ECLI:NL:RBDHA:2020:6753
Rechtbank Den Haag
- Voorlopige voorziening
- Rechtspraak.nl
Afwijzing aanvraag urgentieverklaring voor huisvesting in Den Haag
In deze zaak heeft de voorzieningenrechter van de Rechtbank Den Haag op 20 juli 2020 uitspraak gedaan over een verzoek om een voorlopige voorziening van een verzoekster die een urgentieverklaring voor huisvesting had aangevraagd. De aanvraag was door het college van burgemeester en wethouders van Den Haag afgewezen, omdat verzoekster naar een krimpregio zou kunnen verhuizen om haar woningprobleem op te lossen. Verzoekster had eerder aanvragen gedaan die ook waren afgewezen, en had bezwaar gemaakt tegen de laatste afwijzing. Tijdens de zitting op 8 juli 2020 heeft verzoekster haar situatie toegelicht, waarbij zij aanvoerde dat zij in een tijdelijke opvang verblijft en dat haar zoon, die autisme heeft, een stabiele omgeving nodig heeft.
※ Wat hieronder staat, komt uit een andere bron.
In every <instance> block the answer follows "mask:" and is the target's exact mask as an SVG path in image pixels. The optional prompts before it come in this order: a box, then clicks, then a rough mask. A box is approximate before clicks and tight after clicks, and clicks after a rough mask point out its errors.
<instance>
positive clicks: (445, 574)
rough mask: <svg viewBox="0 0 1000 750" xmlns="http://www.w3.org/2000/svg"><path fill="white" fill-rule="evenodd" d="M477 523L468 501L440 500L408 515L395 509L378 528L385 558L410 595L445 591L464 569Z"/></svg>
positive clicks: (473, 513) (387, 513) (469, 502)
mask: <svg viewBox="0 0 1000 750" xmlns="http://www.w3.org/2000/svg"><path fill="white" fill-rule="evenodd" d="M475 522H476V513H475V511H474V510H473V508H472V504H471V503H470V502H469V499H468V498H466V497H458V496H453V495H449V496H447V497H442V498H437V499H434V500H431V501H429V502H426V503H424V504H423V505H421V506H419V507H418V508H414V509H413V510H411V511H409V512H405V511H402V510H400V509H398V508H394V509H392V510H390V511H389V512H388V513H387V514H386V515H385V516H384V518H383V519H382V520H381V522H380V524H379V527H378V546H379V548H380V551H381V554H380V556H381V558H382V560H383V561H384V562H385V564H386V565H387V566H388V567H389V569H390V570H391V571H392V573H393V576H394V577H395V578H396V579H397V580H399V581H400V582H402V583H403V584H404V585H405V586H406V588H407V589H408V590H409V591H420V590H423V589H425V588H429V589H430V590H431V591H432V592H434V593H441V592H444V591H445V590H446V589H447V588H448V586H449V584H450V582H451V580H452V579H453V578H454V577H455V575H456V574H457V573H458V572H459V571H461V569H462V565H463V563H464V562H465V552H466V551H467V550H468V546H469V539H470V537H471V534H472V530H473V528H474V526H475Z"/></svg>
De voorzieningenrechter heeft overwogen dat de afwijzing van de urgentieverklaring op goede gronden was gebaseerd. Verweerder had terecht gesteld dat verzoekster het huisvestingsprobleem redelijkerwijs op een andere wijze kon oplossen, bijvoorbeeld door te verhuizen naar een krimpregio waar minder druk op de woningmarkt is. De voorzieningenrechter oordeelde dat verzoekster niet voldoende had aangetoond dat het voor haar niet mogelijk was om buiten Den Haag een woning te vinden. Ook werd opgemerkt dat de zorg voor haar zoon niet medisch noodzakelijk was in de omgeving van Den Haag, en dat verzoekster zelf verantwoordelijk was voor het zoeken naar een oplossing voor haar huisvestingsprobleem.
Uiteindelijk heeft de voorzieningenrechter het verzoek om een voorlopige voorziening afgewezen, met de conclusie dat er geen aanleiding was om de hardheidsclausule toe te passen. De uitspraak werd gedaan in aanwezigheid van de griffier, en er werd opgemerkt dat er geen rechtsmiddel openstond tegen deze uitspraak.